The real importance of the Examiner article is in highlighting a study showing just how out of touch elites are on immigration:

But are Trump’s views on immigration as far out of the mainstream as Graham suggests? Are they out of the mainstream at all? A recent academic paper, by Stanford professor David Broockman and Berkeley Ph.D candidate Douglas Ahler, suggests a majority of the public’s views on immigration are closer to Trump’s than to the advocates of comprehensive immigration reform.

Here are the results Broockman and Ahler got: 4.7 percent supported Option One; 17.4 percent supported Option Two; 10.8 percent supported Option Three; 12.0 percent supported Option Four; 17.0 percent supported Option Five; 13.8 percent supported Option Six; and 24.4 percent supported Option Seven. The largest single group, 24.4 percent, supported the most draconian option — closed borders and mass deportation — that is dismissed by every candidate in the race, including Trump.

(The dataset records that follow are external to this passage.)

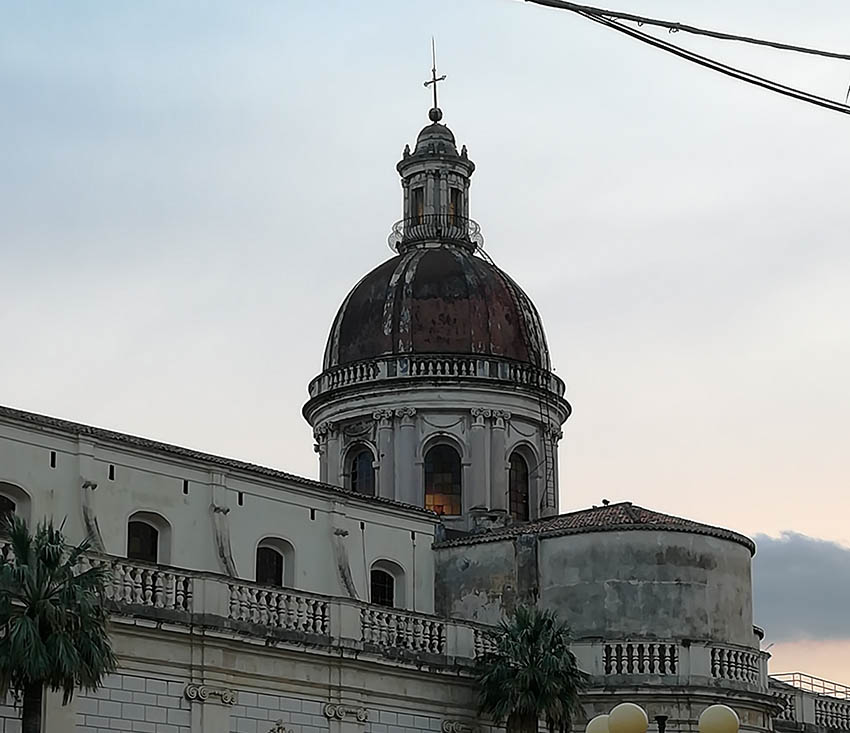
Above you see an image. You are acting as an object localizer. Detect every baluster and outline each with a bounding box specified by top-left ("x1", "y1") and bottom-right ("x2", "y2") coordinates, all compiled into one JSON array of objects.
[
  {"x1": 275, "y1": 593, "x2": 287, "y2": 629},
  {"x1": 256, "y1": 590, "x2": 269, "y2": 626},
  {"x1": 360, "y1": 608, "x2": 372, "y2": 644},
  {"x1": 153, "y1": 572, "x2": 165, "y2": 608},
  {"x1": 295, "y1": 596, "x2": 307, "y2": 631},
  {"x1": 169, "y1": 573, "x2": 183, "y2": 611},
  {"x1": 141, "y1": 568, "x2": 153, "y2": 606}
]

Add in the next group that supported Option Six, which would allow only a “small number” of highly skilled immigrants to enter the U.S. and also involve mass deportations, and the number increased to 38.2 percent. Then add Option Five, which would allow only highly skilled immigrants while physically blocking the border, and the number increased to 55.2 percent. “Many citizens support policies that seem to fall outside of the range of policy options considered in elite discourse,” Broockman and Ahler conclude.

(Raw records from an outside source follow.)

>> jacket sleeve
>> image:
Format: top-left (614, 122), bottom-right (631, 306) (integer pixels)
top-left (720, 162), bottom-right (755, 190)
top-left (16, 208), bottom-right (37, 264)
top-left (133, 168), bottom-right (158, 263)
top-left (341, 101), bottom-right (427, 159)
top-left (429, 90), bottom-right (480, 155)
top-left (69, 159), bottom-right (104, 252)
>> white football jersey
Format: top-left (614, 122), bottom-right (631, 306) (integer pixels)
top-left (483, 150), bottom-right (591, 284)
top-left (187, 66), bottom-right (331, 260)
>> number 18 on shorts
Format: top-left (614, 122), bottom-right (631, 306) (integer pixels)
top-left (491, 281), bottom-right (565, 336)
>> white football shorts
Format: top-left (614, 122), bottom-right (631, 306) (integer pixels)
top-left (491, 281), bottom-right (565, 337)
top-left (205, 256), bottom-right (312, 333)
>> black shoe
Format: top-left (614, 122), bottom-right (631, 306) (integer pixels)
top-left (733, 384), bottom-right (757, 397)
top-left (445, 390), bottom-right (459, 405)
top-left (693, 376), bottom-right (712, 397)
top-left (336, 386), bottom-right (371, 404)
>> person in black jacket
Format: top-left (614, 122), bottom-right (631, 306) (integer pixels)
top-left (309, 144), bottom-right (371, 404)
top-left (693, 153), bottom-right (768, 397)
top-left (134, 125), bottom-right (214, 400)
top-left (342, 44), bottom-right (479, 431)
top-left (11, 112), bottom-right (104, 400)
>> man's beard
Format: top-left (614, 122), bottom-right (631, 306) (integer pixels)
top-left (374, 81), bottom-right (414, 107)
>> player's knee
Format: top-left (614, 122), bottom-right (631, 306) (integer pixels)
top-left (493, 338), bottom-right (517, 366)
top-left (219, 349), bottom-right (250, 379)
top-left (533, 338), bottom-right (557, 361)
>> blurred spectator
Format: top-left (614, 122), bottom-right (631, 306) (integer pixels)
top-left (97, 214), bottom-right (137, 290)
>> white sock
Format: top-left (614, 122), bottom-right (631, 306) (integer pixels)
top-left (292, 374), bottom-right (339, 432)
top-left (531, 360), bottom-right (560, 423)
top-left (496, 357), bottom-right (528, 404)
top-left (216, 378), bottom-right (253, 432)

Shocking! We have said all along that the anti-White revolution is a top-down phenomenon initiated and maintained by hostile elites with very little popular support, especially among White people — which is why these elites continue to import millions of non-Whites. Those percentages show that an immigration platform something like Trump’s is a winner.

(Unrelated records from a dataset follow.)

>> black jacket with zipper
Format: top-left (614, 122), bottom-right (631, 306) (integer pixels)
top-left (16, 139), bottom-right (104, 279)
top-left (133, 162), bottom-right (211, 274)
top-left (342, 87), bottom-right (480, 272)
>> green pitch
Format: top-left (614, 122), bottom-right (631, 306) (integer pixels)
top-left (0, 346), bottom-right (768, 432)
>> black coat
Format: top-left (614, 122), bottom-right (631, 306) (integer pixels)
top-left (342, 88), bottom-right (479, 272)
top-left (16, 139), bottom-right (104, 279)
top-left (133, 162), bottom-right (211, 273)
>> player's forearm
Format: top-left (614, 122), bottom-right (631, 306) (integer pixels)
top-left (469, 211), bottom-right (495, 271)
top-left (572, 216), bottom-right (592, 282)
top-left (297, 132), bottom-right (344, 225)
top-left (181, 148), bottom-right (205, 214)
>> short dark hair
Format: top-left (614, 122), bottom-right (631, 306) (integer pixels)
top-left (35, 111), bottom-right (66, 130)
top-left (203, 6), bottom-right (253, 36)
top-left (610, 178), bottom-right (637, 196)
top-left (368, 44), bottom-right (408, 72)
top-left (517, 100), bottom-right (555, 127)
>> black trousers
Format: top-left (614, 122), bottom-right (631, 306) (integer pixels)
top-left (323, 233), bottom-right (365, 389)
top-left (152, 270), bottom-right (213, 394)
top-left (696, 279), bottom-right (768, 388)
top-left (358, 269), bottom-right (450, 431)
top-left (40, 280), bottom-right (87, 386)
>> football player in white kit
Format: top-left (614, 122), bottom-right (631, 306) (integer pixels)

Trump’s immigration stance appears to fall somewhere between Option Five and Option Six, perhaps a little closer to the latter. It’s probably fair to say that, if Broockman and Ahler are correct, a majority of Americans — not just Republican voters, but all Americans — hold views that are consistent with Trump’s position, or are even more restrictive. Opponents like Graham portray Trump’s immigration position as far out of the mainstream, but that doesn’t appear to be the case.

Just a couple comments on Trump’s position paper which should be read in its entirety. It may be considered the Jeff Sessions playbook on immigration, including ending birthright citizenship. The only other presidential candidate mentioned is Marco Rubio:

When politicians talk about “immigration reform” they mean: amnesty, cheap labor and open borders. The Schumer-Rubio immigration bill was nothing more than a giveaway to the corporate patrons who run both parties. …  Mark Zuckerberg’s personal Senator, Marco Rubio, has a bill to triple H-1Bs that would decimate women and minorities.

Beautiful. And he could have mentioned Rubio’s ultra-Zionist backers, Norman Braman, Larry Ellison, and Sheldon Adelson. Sounds like a pattern. Obviously, one of the big strengths of the Trump candidacy is that he is not dependent on the donor class. He gets another dig in at the donors:

Real immigration reform puts the needs of working people first – not wealthy globetrotting donors. We are the only country in the world whose immigration system puts the needs of other nations ahead of our own.

Unfortunately, all European-derived countries have immigration policies that are absolutely opposed to the interests of their native populations. We can now expect that a raging conflagration of media attacks against Trump and that Republican elites will continue to do all they can to derail Trump’s candidacy. This will be political theater at its best.

Trump/Sessions for president/vice-president in 2016!